The steep decline in Nifty last week appears to have turned the market mood on its head, from a positive growth one to the present dilly-dallying, doubtful one. Besides, with the earnings season now behind us there is also little to speak of in terms of near-term upside triggers for the market. In keeping with the sombre mood, we suggest traders to set a bear put spread on the index to benefit from further weakness. You can do this by buying Nifty November 4,700 put option and simultaneously selling Nifty November 4,600 put. This would result in a net initial debit as the strategy involves buying in the money put as against selling one that is out of money. In this case, you will have to shell out Rs 138 for buying Nifty November 4,700 put while you will receive Rs 97 when you write Nifty November 4,600 put. On the whole, the spread will cost you Rs 41/share. While it is advisable to execute both the legs of the strategy simultaneously to benefit from lower margin money requirement, you can time the purchase and sale of options depending on the day’s market movement.
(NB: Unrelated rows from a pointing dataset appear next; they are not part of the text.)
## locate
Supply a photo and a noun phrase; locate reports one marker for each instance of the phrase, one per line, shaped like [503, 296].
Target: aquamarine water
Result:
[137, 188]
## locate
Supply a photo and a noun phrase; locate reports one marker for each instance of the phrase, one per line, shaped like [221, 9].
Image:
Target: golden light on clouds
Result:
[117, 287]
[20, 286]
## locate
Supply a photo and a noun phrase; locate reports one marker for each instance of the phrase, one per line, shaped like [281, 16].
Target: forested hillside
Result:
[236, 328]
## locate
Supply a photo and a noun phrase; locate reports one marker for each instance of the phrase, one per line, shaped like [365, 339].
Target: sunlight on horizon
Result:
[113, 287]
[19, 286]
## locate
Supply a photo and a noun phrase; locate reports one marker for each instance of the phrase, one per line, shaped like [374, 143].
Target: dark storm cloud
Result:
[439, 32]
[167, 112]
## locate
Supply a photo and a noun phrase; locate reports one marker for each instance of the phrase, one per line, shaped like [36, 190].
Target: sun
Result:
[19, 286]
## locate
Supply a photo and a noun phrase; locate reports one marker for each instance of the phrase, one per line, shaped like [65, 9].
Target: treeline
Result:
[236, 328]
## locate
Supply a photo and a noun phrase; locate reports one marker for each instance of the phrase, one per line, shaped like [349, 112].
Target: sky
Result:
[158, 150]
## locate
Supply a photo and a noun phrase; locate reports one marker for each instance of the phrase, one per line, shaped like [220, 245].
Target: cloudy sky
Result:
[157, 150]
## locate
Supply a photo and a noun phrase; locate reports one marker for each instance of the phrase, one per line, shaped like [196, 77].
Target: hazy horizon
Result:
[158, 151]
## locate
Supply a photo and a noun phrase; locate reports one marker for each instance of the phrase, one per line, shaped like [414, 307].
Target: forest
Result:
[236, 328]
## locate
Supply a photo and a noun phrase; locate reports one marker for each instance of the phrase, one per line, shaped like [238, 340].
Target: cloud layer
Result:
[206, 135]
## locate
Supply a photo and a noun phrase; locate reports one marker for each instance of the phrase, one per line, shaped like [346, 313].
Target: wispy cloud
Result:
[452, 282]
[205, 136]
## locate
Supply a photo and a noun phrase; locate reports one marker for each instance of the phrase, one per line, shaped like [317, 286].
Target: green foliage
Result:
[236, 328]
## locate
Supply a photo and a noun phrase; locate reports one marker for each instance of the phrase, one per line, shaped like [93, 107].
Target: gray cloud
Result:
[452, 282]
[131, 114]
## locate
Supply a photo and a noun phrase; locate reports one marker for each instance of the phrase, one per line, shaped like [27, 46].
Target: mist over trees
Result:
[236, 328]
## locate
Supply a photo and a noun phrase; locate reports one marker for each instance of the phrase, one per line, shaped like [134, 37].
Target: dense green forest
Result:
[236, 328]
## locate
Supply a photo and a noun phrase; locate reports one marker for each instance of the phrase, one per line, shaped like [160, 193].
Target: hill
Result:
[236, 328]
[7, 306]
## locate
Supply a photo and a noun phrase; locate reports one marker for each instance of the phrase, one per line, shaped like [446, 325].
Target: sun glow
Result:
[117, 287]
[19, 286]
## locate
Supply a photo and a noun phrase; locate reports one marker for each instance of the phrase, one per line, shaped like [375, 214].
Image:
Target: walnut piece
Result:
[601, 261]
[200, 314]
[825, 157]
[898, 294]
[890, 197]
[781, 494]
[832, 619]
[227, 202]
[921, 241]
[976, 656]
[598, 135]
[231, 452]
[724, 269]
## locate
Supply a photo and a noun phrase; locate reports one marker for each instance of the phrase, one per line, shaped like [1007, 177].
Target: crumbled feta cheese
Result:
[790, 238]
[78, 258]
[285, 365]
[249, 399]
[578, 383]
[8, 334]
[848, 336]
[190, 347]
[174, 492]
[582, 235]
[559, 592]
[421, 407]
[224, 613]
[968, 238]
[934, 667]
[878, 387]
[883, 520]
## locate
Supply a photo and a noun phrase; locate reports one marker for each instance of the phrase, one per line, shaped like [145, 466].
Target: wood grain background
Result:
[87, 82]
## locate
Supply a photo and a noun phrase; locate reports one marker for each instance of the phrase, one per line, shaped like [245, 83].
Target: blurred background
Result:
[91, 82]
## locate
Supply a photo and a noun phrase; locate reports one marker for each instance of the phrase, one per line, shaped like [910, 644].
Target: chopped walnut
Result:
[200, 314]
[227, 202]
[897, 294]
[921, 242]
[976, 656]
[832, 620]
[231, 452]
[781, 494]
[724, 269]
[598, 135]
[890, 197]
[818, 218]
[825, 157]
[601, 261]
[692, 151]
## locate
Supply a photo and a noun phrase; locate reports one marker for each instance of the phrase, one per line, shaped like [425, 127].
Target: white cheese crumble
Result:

Maximum profit potential: The maximum profit for this spread will occur when Nifty moves below the strike price of the sold option, i.e. 4,600. The maximum profit potential will be limited to the difference between the two strikes minus the net debit paid or the cost of setting the spread. In this case, the maximum profit will be Rs 59 [(4,700-4,600) – Rs 41].

Maximum loss potential: When your spread is totally out of money i.e. when Nifty value is higher than the 4,700, the maximum loss that you can suffer will be limited to the net debit paid, Rs 41 – that is the money that was spent initially in setting the bear put spread.

So, in essence you will be taking a maximum risk of Rs 41 to earn a maximum profit of Rs 59. Traders with a slightly more bearish view can tweak the strike prices further low using Nifty November 4,700 put and Nifty November 4,500 put. The spread will entail an initial cost of Rs 71 for a maximum profit potential of Rs 129.

When to exit?

Traders should consider booking profits and closing the positions as soon as the underlying trends below the strike price of the sold put option. But in the meanwhile, if you feel that the likelihood of the underlying moving down is low, you can consider closing the position prematurely.